ABOUT THAT PAY CUT…. As part of the drive to create a charming, folksy narrative around Sarah Palin, the McCain campaign has come up with a variety of claims. She opposed the Bridge to Nowhere! She vetoed congressional earmarks! She sold a gubernatorial jet on eBay for a profit! She even cut her own salary!
One by one, those claims have fallen apart rather spectacularly. She supported the infamous bridge, she’s sought and received hundreds of millions of dollars in earmarks, and the jet sale was a bit of a debacle and lost the state money.
And then there’s the pay cut. “As mayor I took a voluntary pay cut, which didn’t thrill my husband; and then as governor I cut the personal chef position from the budget, and that didn’t thrill my hungry kids,” Palin told an audience last week, to laughter and applause.

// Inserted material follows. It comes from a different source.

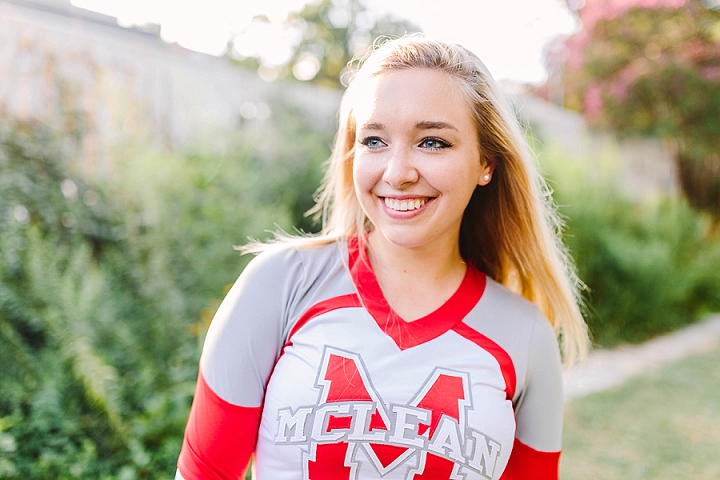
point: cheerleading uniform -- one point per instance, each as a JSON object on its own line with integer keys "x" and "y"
{"x": 307, "y": 367}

Is that true? Well, the chef line is misleading — she actually reassigned the chef when Palin decided to live mostly in Wasilla instead of Juneau, and the chef ended up working for the state legislature. Cut from the budget? Not really.
But what about the “voluntary pay cut”? Well, when Palin took office in 1996, she made $64,200 as Wasilla’s mayor. The next year, that dropped to $61,200. In 1998, however, the salary rose to $68,000. After another modest dip in 1999, Palin enjoyed a $68,000 annual salary for her final three years in office. If one makes $64,200, and then ends up making $68,000, it’s a little tough to characterize it as a “voluntary pay cut.” The McCain campaign has an affinity for redefining words to suit its purposes, but this is a tough sell.
Greg Sargent did some great digging on this story, and fleshes out what happened.
As best as we can determine, the cuts were engineered by Palin herself through some sort of executive mechanism, and the raises were City Council-mandated hikes.
What’s the upshot? Well, Palin’s claim that she “took a pay cut” as mayor is true in a narrow sense. She came in and took a pay cut that she engineered herself.
But in a broader sense, the claim is an oversimplification that borders on misleading. The bottom line is that whatever her intentions, over the course of her mayoralty Palin’s pay went up thousands of dollars and stayed higher for years, money which she presumably kept. (If any proof emerges that she donated it to charity or channeled it back into city coffers in some other way, we’ll happily update.)
There may be some exculpatory details yet to emerge, but at this point, it sounds like yet another example added to the very long list of Palin claims that don’t stand up well to scrutiny.